Sometimes it is far better to just go and improve the
process or rethink the process.
This is why it is absolutely necessary that you understand your value
stream, that you are doing value stream mapping, analyze where the
problem areas are, and then think about a potential solution first as,
a process adaption and only last.
think about using AI, but if you want to go into this direction, then you need
to have a target operating model with platform engineering, you need to build
up a platform engineering team that Builds a self service platform, which should
be a floating platform, which floats on top of all of the tools and all of the
platforms, cloud providers, everything.
It needs to float on top of that.
In there, AI is just a capability.
And of course, that's quite a huge capability, as we just saw.
But having this AI capability really, and encourages all of the
people to use these AI use cases in the whole DevOps lifecycle.

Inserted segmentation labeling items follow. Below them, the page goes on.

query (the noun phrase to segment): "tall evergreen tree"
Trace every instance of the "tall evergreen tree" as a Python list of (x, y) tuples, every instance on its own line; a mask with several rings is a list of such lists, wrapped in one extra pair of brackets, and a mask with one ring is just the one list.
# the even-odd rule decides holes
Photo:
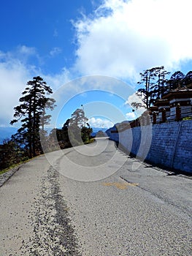
[(178, 87), (183, 87), (185, 75), (181, 71), (176, 71), (167, 81), (167, 85), (169, 90), (175, 90)]
[[(27, 87), (22, 93), (23, 97), (19, 99), (21, 104), (14, 108), (15, 118), (11, 121), (10, 124), (13, 124), (18, 121), (22, 123), (15, 138), (20, 144), (25, 145), (26, 148), (28, 150), (30, 158), (36, 156), (37, 152), (41, 151), (40, 117), (41, 115), (44, 115), (44, 121), (42, 121), (43, 122), (42, 125), (44, 127), (45, 124), (50, 117), (50, 116), (46, 116), (45, 112), (46, 102), (50, 99), (47, 94), (52, 93), (50, 87), (47, 86), (46, 82), (41, 77), (34, 77), (33, 80), (27, 83)], [(53, 109), (54, 103), (55, 100), (51, 99), (46, 107)]]
[(189, 71), (185, 76), (184, 83), (185, 86), (192, 83), (192, 71)]

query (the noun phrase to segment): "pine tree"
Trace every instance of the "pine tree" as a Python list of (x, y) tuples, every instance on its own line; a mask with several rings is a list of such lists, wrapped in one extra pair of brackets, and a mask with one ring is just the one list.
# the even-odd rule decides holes
[[(22, 123), (15, 138), (28, 150), (30, 158), (42, 151), (39, 126), (41, 124), (44, 129), (45, 124), (47, 123), (50, 118), (50, 116), (46, 116), (45, 106), (50, 110), (54, 108), (55, 100), (47, 97), (47, 94), (52, 93), (50, 87), (47, 86), (41, 77), (34, 77), (33, 80), (27, 83), (27, 87), (22, 93), (23, 97), (19, 99), (22, 103), (14, 108), (15, 118), (11, 121), (10, 124), (13, 124), (18, 121)], [(50, 103), (46, 105), (49, 99)], [(41, 119), (42, 115), (44, 116), (44, 119)]]

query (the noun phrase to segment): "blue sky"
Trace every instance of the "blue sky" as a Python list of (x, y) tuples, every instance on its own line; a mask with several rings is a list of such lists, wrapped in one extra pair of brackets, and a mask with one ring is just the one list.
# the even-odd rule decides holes
[(192, 69), (191, 5), (191, 0), (2, 1), (0, 126), (9, 126), (27, 81), (37, 75), (58, 101), (53, 126), (62, 125), (81, 105), (91, 126), (107, 128), (139, 115), (128, 103), (140, 72), (161, 65), (172, 73)]

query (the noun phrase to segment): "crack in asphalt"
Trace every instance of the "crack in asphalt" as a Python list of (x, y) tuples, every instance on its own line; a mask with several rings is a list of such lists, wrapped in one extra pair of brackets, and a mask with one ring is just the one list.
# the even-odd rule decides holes
[(61, 195), (58, 177), (58, 173), (50, 167), (42, 179), (31, 217), (34, 236), (23, 241), (23, 255), (81, 255), (66, 203)]

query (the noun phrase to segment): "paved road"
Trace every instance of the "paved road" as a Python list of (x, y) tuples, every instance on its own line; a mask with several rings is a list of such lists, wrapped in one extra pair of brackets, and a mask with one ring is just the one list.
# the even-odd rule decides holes
[(191, 255), (191, 187), (112, 141), (40, 156), (0, 188), (0, 255)]

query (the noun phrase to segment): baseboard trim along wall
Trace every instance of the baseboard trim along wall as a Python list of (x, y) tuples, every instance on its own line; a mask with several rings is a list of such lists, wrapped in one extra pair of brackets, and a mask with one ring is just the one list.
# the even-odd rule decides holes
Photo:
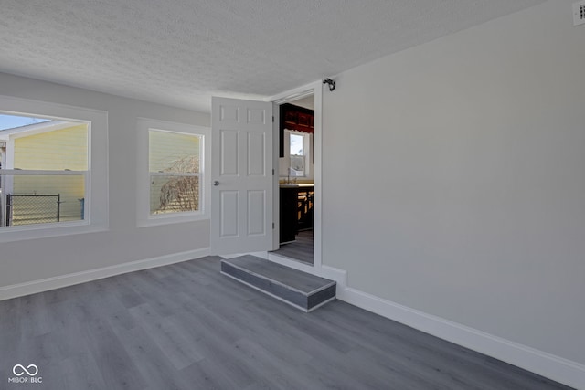
[(494, 357), (571, 387), (585, 389), (585, 365), (347, 287), (347, 273), (323, 266), (337, 281), (337, 299), (397, 322)]
[(74, 284), (85, 283), (86, 281), (97, 280), (99, 279), (109, 278), (111, 276), (120, 275), (127, 272), (138, 271), (142, 269), (152, 269), (154, 267), (179, 263), (181, 261), (192, 260), (194, 258), (208, 256), (209, 250), (209, 248), (204, 248), (202, 249), (189, 250), (186, 252), (160, 256), (157, 258), (151, 258), (144, 260), (116, 264), (115, 266), (103, 267), (101, 269), (90, 269), (87, 271), (60, 275), (54, 278), (43, 279), (40, 280), (33, 280), (25, 283), (0, 287), (0, 300), (35, 294), (37, 292), (47, 291), (54, 289), (60, 289), (62, 287), (72, 286)]

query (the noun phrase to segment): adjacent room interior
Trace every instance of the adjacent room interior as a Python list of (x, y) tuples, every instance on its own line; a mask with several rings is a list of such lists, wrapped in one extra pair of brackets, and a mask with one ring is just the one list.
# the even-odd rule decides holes
[(583, 2), (2, 20), (7, 389), (585, 388)]

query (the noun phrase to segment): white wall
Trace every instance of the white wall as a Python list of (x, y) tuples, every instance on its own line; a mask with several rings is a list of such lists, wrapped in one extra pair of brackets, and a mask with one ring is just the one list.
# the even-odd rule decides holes
[(585, 26), (552, 0), (338, 75), (324, 264), (585, 364), (584, 69)]
[(0, 95), (108, 111), (110, 167), (109, 230), (0, 244), (0, 290), (181, 252), (204, 253), (208, 248), (208, 220), (138, 228), (135, 214), (136, 119), (209, 126), (208, 114), (3, 73)]

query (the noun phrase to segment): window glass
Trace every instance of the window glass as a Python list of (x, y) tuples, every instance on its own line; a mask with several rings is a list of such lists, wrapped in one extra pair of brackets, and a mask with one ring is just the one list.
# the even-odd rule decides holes
[(201, 137), (149, 130), (151, 215), (200, 210)]
[(0, 227), (85, 219), (89, 128), (0, 115)]
[(304, 136), (291, 133), (291, 155), (304, 155)]

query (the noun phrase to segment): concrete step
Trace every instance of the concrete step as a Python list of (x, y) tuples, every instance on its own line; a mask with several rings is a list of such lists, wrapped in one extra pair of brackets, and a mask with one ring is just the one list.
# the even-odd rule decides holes
[(303, 311), (335, 299), (335, 282), (251, 255), (221, 260), (221, 273)]

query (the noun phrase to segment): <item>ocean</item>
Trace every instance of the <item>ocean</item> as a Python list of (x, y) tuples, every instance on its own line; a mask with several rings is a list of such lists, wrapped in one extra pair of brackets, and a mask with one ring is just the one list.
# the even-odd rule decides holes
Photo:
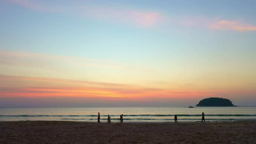
[(132, 108), (2, 108), (0, 121), (68, 121), (97, 122), (98, 112), (101, 122), (107, 122), (108, 115), (112, 122), (119, 122), (123, 115), (124, 122), (201, 122), (202, 112), (206, 122), (256, 120), (256, 107), (184, 107)]

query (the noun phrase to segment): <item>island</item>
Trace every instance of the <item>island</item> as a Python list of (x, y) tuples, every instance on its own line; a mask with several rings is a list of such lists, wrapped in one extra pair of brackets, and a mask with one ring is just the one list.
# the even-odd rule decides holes
[(197, 107), (236, 107), (228, 99), (221, 98), (210, 98), (200, 101)]

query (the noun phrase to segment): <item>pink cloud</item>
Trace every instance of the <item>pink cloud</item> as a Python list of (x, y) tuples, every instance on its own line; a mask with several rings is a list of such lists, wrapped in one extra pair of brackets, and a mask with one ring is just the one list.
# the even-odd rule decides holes
[(210, 23), (209, 25), (213, 29), (233, 30), (238, 32), (247, 32), (256, 30), (256, 26), (242, 22), (220, 20)]
[(160, 21), (161, 14), (158, 12), (141, 11), (133, 9), (84, 6), (47, 6), (28, 0), (9, 0), (30, 9), (47, 12), (66, 13), (82, 15), (86, 18), (135, 25), (148, 27), (155, 25)]

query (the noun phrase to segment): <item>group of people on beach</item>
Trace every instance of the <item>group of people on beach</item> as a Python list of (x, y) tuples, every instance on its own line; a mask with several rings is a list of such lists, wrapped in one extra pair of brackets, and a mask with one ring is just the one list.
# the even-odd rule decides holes
[[(204, 121), (204, 122), (205, 122), (205, 120), (204, 120), (204, 113), (203, 112), (202, 113), (202, 121), (201, 122), (203, 122), (203, 121)], [(176, 124), (178, 123), (178, 118), (177, 118), (177, 115), (174, 115), (174, 123)]]
[[(100, 123), (100, 121), (99, 121), (100, 119), (100, 115), (99, 114), (99, 112), (98, 113), (98, 123)], [(120, 122), (119, 123), (122, 123), (123, 121), (123, 114), (120, 115), (120, 119), (119, 119)], [(205, 122), (205, 120), (204, 120), (204, 113), (203, 112), (202, 113), (202, 122), (203, 122), (203, 121), (204, 121)], [(109, 115), (108, 115), (108, 123), (111, 123), (111, 117), (109, 116)], [(177, 115), (174, 115), (174, 123), (176, 124), (178, 123), (178, 118), (177, 118)]]
[[(99, 112), (98, 113), (98, 123), (100, 123), (101, 122), (99, 121), (100, 119), (100, 115), (99, 114)], [(119, 119), (120, 122), (119, 123), (122, 123), (123, 121), (124, 121), (123, 120), (123, 114), (120, 115), (120, 119)], [(111, 117), (109, 116), (109, 115), (108, 115), (108, 123), (111, 123)]]
[[(204, 113), (203, 112), (202, 113), (202, 121), (201, 122), (203, 122), (203, 121), (204, 121), (205, 122), (205, 120), (204, 120)], [(177, 115), (174, 115), (174, 123), (176, 124), (178, 123), (178, 118), (177, 118)]]

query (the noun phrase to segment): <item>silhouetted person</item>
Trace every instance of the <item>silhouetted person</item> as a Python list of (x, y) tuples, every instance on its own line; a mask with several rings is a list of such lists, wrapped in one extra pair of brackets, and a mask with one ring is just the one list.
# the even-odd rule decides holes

And by having that you can implement all of these use cases.
What I did is I showed you some of the use cases.
Most of the use cases are still under heavy development.
For example, currently, we are thinking about, I showed you that lock analysis.
We are thinking about having a second button where you could click
and say, okay, fix that problem and create a pull request out of that.
And, a third thing that we are currently also, developing is.
A copilot for Visual Studio, which uses the AI capabilities of that
platform that you don't need to pay that yearly subscription.
So you see, by having such a platform, this is an absolutely huge enabler for the
development team, but also the business.
And what you can clearly see is that we are entering the age of industrial The
software development these platform teams.
They are building the platform which enables The development team to do ai
augmented devops, but it also enables The business, because we start, we get
a faster time to market more value for the money and the higher quality, and
it drives the whole, enterprise in the direction of, AI driven, innovation.